See http://www.ruby-lang.org/cgi-bin/ruby-bugs/incoming?id=401 for the
bug report. Nobu Nakada commented that this is a known but pending
bug. He also suggest what I think is a workaround in its follow-up
comment but not being a Win32 developer I’m not sure what it means
exactly.

I really hope this will be fixed soon because it also impacts our
project (FreeRIDE - the cross platform Ruby IDE - http://www.rubyide.org)

Laurent

Thanks Laurent,
however I can’t access that page. I just get :

Ruby Bug Tracking System
Ruby Search
The system encountered a fatal error
can’t get info in view_message

And I can't find msg id 401 :(. Could you perhaps forward me the work around suggested by nobu?
And FreeRIDE looks as though it is going to be very cool.

Thanks,
Lorien Dunn

···

On Fri, 13 Sep 2002 23:01:04 +0900 Laurent Julliard Laurent.Julliard@xrce.xerox.com wrote:

For your information I have posted in bug this morning (Sep 13th,
2002) which strongly relates to what you describe. The blocking read
on Windows when used in a thread also had the side effect of blocking
all other running threads :frowning:

See http://www.ruby-lang.org/cgi-bin/ruby-bugs/incoming?id=401 for the
bug report. Nobu Nakada commented that this is a known but pending
bug. He also suggest what I think is a workaround in its follow-up
comment but not being a Win32 developer I’m not sure what it means
exactly.

I really hope this will be fixed soon because it also impacts our
project (FreeRIDE - the cross platform Ruby IDE - http://www.rubyide.org)

Laurent

Oops,
I made it to the page. I don’t know what was going wrong. From Nobu’s reply:

Now 1.7 deals with non-blocking IO, so WSAEventSelect() and
MsgWaitForMultipleObjects() solution may be acceptable.

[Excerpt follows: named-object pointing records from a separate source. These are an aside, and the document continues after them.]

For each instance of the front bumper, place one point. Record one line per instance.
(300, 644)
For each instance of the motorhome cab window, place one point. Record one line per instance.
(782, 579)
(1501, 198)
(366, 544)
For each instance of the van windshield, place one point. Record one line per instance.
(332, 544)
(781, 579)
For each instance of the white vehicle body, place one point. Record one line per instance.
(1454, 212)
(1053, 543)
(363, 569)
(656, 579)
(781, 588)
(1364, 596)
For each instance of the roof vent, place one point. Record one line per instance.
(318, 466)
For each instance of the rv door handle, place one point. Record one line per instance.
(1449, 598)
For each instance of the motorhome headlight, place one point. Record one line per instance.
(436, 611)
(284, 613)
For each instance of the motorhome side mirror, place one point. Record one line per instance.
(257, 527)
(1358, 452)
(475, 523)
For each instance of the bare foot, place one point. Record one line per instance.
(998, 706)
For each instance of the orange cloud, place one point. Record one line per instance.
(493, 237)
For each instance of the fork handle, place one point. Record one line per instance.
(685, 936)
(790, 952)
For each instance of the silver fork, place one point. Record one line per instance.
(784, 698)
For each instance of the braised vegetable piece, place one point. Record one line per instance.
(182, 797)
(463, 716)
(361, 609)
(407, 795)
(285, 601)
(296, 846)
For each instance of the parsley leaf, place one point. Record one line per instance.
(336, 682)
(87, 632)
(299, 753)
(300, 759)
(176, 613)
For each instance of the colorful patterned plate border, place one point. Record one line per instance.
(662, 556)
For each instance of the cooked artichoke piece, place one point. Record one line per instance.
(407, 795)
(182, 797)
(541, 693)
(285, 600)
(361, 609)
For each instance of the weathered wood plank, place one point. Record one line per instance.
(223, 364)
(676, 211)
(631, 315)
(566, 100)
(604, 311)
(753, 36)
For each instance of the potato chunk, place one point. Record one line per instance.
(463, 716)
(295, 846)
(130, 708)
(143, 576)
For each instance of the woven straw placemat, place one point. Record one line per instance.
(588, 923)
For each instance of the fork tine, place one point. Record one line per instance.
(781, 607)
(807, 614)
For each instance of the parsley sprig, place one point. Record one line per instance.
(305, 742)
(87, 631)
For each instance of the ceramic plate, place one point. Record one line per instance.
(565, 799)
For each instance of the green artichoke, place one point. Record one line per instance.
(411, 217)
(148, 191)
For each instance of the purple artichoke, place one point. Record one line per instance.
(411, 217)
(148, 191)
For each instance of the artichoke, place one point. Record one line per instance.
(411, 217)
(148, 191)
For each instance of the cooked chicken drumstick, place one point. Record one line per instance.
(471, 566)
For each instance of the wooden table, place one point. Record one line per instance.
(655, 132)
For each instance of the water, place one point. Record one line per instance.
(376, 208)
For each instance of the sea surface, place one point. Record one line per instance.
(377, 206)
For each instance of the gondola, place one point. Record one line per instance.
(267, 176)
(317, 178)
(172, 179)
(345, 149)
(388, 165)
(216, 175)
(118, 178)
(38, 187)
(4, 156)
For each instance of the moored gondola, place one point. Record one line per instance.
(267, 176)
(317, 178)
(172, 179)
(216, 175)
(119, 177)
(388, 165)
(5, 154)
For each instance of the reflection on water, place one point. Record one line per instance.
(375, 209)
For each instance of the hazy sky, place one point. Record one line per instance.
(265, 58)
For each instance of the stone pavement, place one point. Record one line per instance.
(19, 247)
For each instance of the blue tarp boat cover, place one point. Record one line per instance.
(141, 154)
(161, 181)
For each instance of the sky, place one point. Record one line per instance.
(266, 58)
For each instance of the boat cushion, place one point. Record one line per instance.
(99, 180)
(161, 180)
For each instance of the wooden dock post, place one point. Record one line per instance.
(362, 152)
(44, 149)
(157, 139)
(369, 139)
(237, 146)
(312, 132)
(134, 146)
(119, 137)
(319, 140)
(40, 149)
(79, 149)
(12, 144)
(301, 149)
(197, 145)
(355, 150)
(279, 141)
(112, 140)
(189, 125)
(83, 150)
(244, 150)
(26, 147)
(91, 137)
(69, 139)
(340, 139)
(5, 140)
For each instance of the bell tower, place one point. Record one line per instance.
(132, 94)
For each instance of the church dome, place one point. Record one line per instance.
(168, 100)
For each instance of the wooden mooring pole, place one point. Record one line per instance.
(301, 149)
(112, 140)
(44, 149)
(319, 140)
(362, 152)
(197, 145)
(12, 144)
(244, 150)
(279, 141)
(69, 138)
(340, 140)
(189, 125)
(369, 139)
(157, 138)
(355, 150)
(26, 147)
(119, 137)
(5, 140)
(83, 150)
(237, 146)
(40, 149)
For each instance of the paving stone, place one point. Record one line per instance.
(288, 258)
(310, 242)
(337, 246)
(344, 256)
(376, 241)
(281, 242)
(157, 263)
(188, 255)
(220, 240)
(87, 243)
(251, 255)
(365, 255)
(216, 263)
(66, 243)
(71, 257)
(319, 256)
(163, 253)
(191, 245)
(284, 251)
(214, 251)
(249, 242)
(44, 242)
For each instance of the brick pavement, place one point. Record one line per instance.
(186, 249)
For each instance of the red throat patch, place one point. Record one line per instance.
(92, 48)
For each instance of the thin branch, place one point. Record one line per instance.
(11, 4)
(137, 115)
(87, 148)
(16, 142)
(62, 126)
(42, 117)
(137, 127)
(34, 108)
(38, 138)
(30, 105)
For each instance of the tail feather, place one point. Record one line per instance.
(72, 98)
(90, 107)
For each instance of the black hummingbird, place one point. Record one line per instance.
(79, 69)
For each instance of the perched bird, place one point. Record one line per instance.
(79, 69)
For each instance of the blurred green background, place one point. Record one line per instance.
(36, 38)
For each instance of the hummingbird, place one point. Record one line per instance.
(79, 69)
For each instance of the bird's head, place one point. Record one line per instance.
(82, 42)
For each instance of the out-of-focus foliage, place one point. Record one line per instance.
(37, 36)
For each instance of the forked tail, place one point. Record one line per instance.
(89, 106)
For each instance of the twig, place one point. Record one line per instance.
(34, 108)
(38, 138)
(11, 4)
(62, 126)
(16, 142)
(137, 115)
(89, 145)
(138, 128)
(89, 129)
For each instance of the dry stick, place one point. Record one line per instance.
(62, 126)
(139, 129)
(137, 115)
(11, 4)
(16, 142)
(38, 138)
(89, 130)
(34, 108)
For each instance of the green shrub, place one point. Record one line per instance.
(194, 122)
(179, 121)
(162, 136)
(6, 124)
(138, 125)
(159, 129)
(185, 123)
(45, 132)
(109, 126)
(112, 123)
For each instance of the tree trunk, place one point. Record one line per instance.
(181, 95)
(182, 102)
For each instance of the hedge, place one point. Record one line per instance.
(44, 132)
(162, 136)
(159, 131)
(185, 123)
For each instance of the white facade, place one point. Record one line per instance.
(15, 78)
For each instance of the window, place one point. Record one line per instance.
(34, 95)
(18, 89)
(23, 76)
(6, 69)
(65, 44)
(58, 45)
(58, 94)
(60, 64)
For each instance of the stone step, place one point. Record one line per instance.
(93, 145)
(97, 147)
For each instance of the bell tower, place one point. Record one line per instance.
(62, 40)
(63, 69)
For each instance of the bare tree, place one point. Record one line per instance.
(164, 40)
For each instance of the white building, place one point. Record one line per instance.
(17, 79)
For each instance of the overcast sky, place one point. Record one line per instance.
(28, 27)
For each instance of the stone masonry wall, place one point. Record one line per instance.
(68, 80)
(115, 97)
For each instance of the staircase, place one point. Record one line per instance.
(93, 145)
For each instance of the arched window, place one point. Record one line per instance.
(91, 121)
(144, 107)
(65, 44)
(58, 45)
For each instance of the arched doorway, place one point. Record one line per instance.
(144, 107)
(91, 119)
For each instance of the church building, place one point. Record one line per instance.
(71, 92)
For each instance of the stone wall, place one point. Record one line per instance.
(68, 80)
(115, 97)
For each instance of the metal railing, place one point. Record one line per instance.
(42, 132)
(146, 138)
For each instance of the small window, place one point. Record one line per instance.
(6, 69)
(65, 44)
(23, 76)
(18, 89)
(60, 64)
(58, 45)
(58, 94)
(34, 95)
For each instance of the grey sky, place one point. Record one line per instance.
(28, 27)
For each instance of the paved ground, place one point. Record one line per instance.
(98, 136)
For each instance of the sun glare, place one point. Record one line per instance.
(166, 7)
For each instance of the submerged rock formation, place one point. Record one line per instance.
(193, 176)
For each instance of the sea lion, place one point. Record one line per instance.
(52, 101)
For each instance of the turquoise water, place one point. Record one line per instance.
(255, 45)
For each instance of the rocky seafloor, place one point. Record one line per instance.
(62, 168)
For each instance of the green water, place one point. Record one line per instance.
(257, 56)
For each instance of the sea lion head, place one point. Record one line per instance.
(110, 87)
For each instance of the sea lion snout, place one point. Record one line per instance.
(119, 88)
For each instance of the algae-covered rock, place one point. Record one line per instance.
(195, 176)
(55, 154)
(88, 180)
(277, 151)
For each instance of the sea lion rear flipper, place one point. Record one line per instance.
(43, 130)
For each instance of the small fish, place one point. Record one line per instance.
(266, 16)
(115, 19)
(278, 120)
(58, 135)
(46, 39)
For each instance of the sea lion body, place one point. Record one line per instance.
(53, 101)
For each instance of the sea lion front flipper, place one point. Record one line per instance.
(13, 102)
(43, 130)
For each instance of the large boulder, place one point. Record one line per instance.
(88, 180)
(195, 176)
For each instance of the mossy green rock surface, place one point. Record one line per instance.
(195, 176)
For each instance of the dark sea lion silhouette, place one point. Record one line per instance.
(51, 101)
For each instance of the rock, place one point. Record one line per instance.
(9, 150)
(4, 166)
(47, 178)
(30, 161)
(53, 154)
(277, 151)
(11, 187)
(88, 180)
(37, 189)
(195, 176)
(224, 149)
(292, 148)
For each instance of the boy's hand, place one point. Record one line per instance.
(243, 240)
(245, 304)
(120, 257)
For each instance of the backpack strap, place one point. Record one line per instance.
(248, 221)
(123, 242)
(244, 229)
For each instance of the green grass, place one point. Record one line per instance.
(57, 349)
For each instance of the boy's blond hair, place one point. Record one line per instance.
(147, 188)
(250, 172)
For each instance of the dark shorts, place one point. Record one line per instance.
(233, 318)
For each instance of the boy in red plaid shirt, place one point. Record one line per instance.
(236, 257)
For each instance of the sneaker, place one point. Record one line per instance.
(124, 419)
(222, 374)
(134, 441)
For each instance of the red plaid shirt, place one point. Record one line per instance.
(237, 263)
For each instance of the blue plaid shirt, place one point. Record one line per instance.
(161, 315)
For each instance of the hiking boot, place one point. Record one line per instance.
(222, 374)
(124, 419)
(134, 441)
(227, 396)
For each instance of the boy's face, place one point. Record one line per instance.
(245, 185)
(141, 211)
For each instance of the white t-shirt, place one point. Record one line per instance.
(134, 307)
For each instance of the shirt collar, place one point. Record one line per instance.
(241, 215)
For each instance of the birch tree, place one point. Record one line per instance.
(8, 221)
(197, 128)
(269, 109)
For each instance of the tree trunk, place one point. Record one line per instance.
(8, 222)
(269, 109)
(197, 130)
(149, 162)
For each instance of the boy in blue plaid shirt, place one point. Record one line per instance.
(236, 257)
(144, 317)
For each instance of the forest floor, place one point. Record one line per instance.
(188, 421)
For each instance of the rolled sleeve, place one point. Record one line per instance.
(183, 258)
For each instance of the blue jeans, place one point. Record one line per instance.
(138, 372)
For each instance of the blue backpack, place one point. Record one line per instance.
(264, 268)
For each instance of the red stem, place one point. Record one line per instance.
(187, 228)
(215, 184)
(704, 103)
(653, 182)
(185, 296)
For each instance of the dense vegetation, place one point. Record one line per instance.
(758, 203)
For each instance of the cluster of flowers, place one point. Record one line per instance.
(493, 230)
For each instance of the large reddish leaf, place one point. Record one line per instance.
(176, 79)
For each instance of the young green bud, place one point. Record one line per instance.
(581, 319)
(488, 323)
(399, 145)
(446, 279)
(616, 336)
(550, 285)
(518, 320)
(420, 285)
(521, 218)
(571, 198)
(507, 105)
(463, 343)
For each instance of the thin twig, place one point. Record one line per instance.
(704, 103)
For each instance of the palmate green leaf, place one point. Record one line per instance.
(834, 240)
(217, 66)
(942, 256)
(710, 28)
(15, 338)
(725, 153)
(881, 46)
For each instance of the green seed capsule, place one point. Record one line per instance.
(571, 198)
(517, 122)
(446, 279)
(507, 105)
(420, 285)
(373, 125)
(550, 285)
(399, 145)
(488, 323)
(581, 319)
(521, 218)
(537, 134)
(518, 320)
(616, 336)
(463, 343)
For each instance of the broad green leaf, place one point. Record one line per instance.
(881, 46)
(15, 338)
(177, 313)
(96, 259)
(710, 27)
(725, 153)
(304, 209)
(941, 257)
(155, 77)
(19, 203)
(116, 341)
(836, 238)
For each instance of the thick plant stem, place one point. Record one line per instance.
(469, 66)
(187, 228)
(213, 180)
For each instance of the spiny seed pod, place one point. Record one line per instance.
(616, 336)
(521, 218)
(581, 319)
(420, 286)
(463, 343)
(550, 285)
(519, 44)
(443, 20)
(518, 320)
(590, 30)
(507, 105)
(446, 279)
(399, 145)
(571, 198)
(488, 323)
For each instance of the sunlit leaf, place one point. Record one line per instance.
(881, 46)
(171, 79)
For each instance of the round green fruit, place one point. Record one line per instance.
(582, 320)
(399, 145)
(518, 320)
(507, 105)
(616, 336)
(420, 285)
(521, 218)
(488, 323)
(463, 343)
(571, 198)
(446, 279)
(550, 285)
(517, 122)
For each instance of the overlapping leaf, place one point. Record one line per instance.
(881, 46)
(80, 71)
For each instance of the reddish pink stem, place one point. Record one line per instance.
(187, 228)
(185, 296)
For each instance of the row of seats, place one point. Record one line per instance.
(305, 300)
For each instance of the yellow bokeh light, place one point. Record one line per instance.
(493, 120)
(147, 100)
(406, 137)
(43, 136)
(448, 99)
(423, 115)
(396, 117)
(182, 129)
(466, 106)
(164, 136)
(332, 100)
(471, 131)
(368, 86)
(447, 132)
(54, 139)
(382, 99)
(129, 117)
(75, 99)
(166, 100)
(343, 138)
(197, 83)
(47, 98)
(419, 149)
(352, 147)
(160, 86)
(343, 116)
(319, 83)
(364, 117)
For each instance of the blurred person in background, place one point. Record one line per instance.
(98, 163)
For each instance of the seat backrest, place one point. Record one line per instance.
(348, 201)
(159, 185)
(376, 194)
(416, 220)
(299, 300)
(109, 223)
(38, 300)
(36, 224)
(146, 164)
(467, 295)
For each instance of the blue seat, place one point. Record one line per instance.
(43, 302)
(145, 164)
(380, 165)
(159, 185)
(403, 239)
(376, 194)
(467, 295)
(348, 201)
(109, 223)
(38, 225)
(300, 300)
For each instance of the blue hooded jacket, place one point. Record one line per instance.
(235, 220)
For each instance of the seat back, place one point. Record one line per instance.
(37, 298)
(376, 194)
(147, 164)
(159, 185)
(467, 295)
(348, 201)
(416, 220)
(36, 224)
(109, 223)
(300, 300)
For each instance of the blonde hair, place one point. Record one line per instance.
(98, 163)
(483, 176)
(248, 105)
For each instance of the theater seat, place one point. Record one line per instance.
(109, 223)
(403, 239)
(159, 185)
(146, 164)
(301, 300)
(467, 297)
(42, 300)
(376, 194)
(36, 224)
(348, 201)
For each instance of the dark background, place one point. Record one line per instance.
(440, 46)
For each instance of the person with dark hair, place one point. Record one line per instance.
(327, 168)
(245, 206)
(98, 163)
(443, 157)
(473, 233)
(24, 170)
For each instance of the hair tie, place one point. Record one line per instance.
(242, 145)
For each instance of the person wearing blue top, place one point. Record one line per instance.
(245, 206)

I don't know about WSAEventSelect(), but MsgWaitForMultipleObjects() is the equivalent of the select() call on unix. However as far as I can tell it doesn't work on pipes!

One possible solution could be to use sockets instead of pipes, because micro$oft just ripped the bsd sockets code and put it in windoze. As a result, sockets are the only type that support the unix select() call. However i doubt ruby exploits this "feature" of windoze.
···

On Sat, 14 Sep 2002 08:09:35 +0900 Lorien Dunn loriend@bigpond.com wrote:

Thanks Laurent,
however I can’t access that page. I just get :

Ruby Bug Tracking System
Ruby Search
The system encountered a fatal error
can’t get info in view_message

And I can’t find msg id 401 :(. Could you perhaps forward me the work around suggested by nobu?
And FreeRIDE looks as though it is going to be very cool.